Não foi difícil encontrar o caçador de ofídios, pois, todas as tardes, no terreiro em frente ao templo de Kuán-Tái, mantinha ele o interesse de numeroso e entusiástico público, com as habilidades das suas numerosas cobras domesticadas, ao mesmo tempo que ia apregoando vários elixires, ungentos e emplastros de comprovada eficácia, segundo asseverava, na extinção das mais renitentes dores de toda a espécie e cujo segredo de preparação com o fel daqueles animalejos só dele era conhecido.

Os moradores do sítio da Barra trataram então de o abordar sobre o assunto que tanto os interessava e, após demoradas negociações, o caçador de ofídios acabou por lhes aceitar a proposta.

Hospedaram-no, então, na melhor casa do sítio e, durante os dias da sua permanência, esmeraram-se todos em o obsequiar com apetitosos manjares e inebriantes vinhos, procurando evitar quaisquer melindres, não fosse o homenzinho agastar-se e retirar-se, sem dar cabo das prejudiciais serpentes.

Bem tratadinho, o caçador de ofídios ia deixando passar os dias sem nada fazer, até que um dia, tendo já vendido aos seus hospedeiros todos os medicamentos e emplastros que trouxera consigo, resolveu ascender ao cume da colina para caçar as serpentes. Porém, nunca ninguém o viu regressar, e, daí em diante, ouviam-se, pela calada da noite, aflitivos gemidos e confrangedores lamentos naquela colina como se fossem soltados por qualquer alma penada, o que fazia encolher de pavor os timoratos espíritos dos moradores daquele local tão ermo, continuando, no entanto, as serpentes a exercer os seus malefícios aos homens que ousassem aventurar-se pelas vertentes da Colina do Vento e do Fogo.

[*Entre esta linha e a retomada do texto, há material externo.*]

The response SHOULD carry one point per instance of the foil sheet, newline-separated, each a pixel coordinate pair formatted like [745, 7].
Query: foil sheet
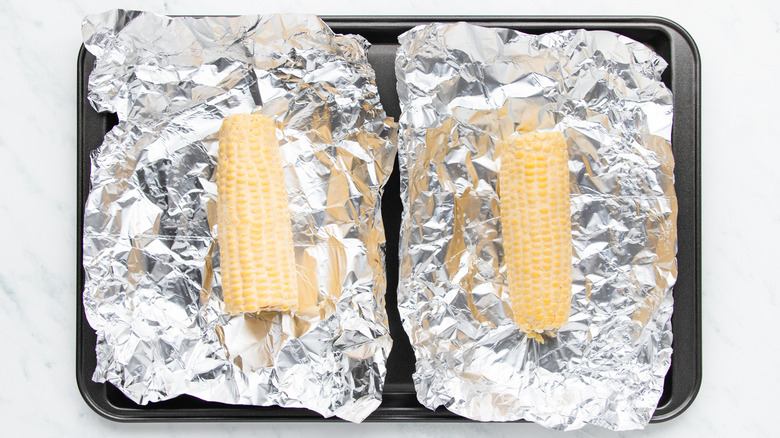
[151, 257]
[465, 89]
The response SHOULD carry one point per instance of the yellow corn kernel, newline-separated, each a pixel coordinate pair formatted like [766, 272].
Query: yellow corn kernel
[255, 235]
[536, 226]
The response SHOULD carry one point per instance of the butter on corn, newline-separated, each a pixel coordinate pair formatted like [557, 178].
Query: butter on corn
[536, 226]
[255, 234]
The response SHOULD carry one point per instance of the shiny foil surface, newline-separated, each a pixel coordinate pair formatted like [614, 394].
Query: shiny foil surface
[465, 89]
[153, 290]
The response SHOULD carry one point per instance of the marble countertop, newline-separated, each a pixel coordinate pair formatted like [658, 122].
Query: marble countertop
[739, 44]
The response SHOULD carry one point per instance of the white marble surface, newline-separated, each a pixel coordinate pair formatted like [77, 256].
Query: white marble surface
[739, 44]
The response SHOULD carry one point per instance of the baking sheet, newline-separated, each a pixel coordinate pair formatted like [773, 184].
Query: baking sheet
[400, 403]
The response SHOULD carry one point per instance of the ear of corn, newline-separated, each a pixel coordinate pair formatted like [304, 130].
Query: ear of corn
[536, 227]
[255, 234]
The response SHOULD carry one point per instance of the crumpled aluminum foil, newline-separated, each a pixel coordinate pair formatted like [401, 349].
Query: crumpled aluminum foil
[151, 257]
[463, 90]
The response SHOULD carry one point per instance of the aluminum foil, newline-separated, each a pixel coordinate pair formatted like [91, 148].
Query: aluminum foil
[151, 257]
[465, 89]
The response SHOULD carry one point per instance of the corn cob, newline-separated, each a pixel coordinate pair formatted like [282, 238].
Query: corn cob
[255, 235]
[536, 226]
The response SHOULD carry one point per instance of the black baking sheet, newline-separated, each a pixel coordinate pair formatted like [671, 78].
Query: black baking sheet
[400, 403]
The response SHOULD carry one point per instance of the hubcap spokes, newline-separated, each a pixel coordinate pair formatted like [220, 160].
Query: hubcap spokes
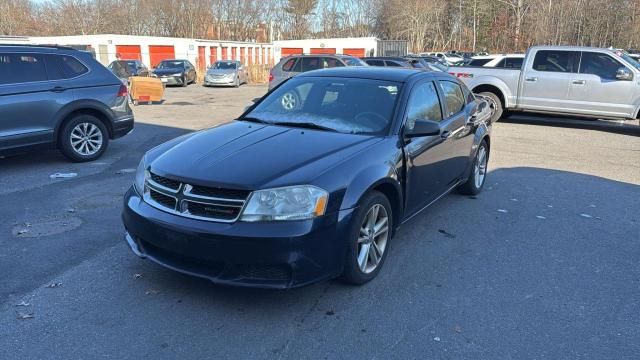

Desesperados com tal flagelo, resolveram então os habitantes da Barra procurar o prior duma bonzaria desta cidade, afamado pelo seu profundo saber e pela sua grande austeridade, que lhes explicou que tais serpentes eram simples transmigrações duns seres imortais que, de natureza, nada tinham de calamitosas, mas, ao verem-se perseguidas pelos homens que queriam exterminá-las, violando-se assim o preceito que proíbe matar os seres vivos, foram obrigadas a defenderem-se, ejaculando aqueles tóxicos vapores por toda a colina. O bonzo aconselhou então os representantes dos moradores da Barra a deixarem em paz as serpentes, na certeza de que elas deixariam de fazer mal. Ninguém, porém, ficou convencido com as palavras do bonzo, tanto mais que dali em diante morriam muitos dos moradores da Barra sem se saber porquê.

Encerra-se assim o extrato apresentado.